Schooling is actually a net negative

Sunday, November 6th, 2022

The Slime Mold Time Mold crew think that Erik Hoel is right that historical tutoring was better than education today:

It’s no secret that school sux. It’s not that tutoring is good, it’s that mechanized schooling is really bad. If we got rid of formal 20th century K-12 education, and did homeschooling / unschooling / let kids work at the costco, we would get most of the benefits of tutoring without all the overhead and inequality.

Our personal educational philosophy is that, for the most part, the most important thing you can do for your students is expose them to things they wouldn’t have encountered otherwise. Sort of in the spirit of, you can lead a horse to water, but you can’t make him drink. So K-12 education gums up the works by making bad recommendations, having students spend a lot of time on mediocre stuff, and keeping them so busy they can’t follow up on the better recommendations from friends and family.

From this perspective, mechanized schooling is actually a net negative — it is worse than nothing, and if we just let kids run around hitting each other with sticks or whatever, we would get more geniuses.

Comments

  1. Bomag says:

    Reminds me of a blogpost that referenced a study that had education professionals evaluate a mixed group of 25 yr. olds; half finished high school, half either dropped out or were expelled.

    The ed. pros were no better than chance at sussing who was who.

  2. Bob Sykes says:

    The historical fact is that before mass, mandatory schooling the great majority of people were illiterate and innumerate.

  3. Bomag says:

    “…the great majority of people were illiterate and innumerate.”

    Yes, but they learned communication and calculating skills appropriate for their time.

    We didn’t notice deficiencies until there was a need for such.

    When the need arose for mass literacy in the written word, and more extensive use of numbers, mandatory schooling stepped in to good effect: the modal household had no access to such teaching materials. But a corner was turned when the needed knowledge became readily available to all, and school became largely superfluous to knowledge transfer. Now schools are drifting into political indoctrination and “subsidized dating”.

  4. Isegoria says:

    Before mass, mandatory schooling, the great majority of people were literate and numerate:

    Sheldon Richman quotes data showing that from 1650 to 1795, American male literacy climbed from 60 to 90 percent. Between 1800 and 1840 literacy in the North rose from 75 percent to between 91 and 97 percent. In the South the rate grew from about 55 percent to 81 percent. Richman also quotes evidence indicating that literacy in Massachusetts was 98 percent on the eve of legislated compulsion and is about 91 percent today.

  5. Harry Jones says:

    Literacy means nothing if you don’t read anything but trash.

    Numeracy means nothing if you don’t know what you’re counting and why.

  6. Jim says:

    The schools do what they were designed to do.

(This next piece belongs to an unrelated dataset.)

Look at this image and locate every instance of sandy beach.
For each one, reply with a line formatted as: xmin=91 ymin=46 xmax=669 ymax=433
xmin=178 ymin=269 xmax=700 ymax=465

    https://en.wikipedia.org/wiki/General_Education_Board

  7. Jim says:

    So true, Isegoria, so true.

  8. Becky says:

    I’m all for that after putting my kids in public school by mandatory no choice. My liberal college professor said you just hope the school doesn’t screw them up. That was in 1990.

  9. Lucklucky says:

    There is a difference between learning to write and do elementary math, which can be learned in 3–4 years as a child, and all the remaining stuff. I learned stuff in school that was helpful, but that was at an elementary level. After that, it was a net negative. I learned more outside school.

    Not all school learning is equal. We should avoid binary thinking in this stuff.

    And another point, at University (1996–2000), I learned more because I had Internet access than because of my teachers, who were mediocre or bad. So in this case school helped me , but not because of curricula, but because of tech access I had while there.